My requirement is to generate match score on fuzzy phrase search. Example
1) Input Data - Hello Sam, how are you doing? Thanks, Smith.
- Indexed Document - Sam Smith (documents are always person/organization names and input data would be free-text data)
In above case, both Sam and Smith found in my input data but contextually both are different persons. If my input data would be "Hello Sam Smith" than I should get relevant hit with higher score (Also I am expecting OK score for "Hello Sam John Smith" and so on).
I am using Lucene here for primary filtering and later will post-process matched documents with input data and define match score (using levenshtein), and it should also work for fuzzy.
Exact approach,
1) Index documents as Tri-Grams
2) Search input free text data with Tri-Gram indexes
3) Gather all matching documents (this will have lot of noisy data yet)
4) Post process every matched document and define position of every matched tri-gram token in input free text data and calculate levenshtein score between possible position token(s) and entire document.
e.g - Hello Sam, how are you doing? Thanks, Smith.

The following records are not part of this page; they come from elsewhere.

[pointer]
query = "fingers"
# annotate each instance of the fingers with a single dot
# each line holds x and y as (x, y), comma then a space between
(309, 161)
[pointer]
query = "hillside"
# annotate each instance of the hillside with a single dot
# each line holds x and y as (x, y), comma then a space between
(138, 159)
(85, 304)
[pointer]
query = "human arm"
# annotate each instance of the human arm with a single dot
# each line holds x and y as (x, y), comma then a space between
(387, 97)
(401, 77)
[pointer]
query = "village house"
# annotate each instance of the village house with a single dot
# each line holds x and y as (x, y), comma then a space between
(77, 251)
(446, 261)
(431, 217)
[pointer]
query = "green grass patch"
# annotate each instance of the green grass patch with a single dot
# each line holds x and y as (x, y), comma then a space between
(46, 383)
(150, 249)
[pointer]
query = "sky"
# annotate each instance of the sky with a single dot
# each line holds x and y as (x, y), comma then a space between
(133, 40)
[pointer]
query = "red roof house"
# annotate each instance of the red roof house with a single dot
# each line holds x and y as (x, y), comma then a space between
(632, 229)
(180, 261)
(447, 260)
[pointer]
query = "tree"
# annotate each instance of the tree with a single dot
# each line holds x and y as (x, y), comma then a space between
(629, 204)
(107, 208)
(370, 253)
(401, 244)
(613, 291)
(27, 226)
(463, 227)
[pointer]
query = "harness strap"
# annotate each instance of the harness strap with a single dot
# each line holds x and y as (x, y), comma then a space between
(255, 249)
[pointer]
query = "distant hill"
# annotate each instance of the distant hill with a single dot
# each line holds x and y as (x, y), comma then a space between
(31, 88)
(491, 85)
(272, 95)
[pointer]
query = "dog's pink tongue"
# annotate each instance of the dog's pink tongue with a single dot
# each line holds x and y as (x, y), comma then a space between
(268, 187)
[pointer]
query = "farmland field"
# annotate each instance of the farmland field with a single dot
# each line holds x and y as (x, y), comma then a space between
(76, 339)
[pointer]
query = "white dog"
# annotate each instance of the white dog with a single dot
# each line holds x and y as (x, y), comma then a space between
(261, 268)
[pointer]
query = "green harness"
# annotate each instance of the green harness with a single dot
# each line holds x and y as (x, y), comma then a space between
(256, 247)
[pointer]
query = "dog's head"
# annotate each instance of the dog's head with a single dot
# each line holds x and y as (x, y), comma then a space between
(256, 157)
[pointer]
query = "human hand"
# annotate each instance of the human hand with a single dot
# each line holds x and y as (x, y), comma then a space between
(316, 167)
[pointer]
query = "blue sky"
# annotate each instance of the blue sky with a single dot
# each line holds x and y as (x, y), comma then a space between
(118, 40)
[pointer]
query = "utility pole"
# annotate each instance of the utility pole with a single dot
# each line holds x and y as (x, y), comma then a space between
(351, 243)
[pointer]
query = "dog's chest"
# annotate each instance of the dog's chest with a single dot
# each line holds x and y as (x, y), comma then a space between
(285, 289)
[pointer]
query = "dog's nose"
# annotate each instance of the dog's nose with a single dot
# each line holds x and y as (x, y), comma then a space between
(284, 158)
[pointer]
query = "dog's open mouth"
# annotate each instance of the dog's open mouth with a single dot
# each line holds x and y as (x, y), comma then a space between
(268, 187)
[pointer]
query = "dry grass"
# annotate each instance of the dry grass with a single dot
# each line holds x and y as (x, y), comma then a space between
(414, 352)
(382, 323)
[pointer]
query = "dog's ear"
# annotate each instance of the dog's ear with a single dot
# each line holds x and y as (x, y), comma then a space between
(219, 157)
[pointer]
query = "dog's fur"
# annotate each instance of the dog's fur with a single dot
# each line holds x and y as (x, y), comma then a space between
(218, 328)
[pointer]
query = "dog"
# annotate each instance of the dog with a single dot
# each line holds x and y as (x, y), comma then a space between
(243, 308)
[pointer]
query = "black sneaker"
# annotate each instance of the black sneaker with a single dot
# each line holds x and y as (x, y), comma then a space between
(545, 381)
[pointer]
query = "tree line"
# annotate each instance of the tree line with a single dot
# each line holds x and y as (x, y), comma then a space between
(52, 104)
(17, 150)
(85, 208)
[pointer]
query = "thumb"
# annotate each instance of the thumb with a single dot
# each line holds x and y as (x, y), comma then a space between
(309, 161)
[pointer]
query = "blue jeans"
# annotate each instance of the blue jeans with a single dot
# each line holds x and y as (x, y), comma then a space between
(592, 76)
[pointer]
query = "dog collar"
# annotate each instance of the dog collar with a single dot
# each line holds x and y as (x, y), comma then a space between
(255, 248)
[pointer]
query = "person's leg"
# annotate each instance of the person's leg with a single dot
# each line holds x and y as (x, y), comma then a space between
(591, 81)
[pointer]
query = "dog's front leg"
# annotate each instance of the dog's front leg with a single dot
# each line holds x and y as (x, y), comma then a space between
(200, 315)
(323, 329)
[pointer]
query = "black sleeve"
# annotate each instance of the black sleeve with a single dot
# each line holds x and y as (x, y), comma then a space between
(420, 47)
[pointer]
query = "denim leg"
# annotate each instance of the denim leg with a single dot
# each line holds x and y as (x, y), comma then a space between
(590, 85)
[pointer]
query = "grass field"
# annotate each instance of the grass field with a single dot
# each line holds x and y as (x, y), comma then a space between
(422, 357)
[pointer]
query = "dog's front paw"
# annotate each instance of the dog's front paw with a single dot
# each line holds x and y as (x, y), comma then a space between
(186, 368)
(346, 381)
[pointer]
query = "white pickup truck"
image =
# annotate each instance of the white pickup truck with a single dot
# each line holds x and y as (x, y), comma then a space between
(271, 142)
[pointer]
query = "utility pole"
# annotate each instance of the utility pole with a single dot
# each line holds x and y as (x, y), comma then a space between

In here my document match will be "Sam Smith", I want to look at each tri gram of index and its position match in input free text data, like
1) token "sam" matched with 2nd position word "Sam" in input data
2) token "smi" matched with 8th position word "Smith" in input data
Later I will write logic to calculate levenshtein score of token 2, 8 with actual matched document (it would be very less score considering proximity between position 2 and 8), but if position of tokens were 2,3 (or 2,4) I would have given good scoring.
Would like to get feedback from experts on this approach, or some better suggestions, Thanks.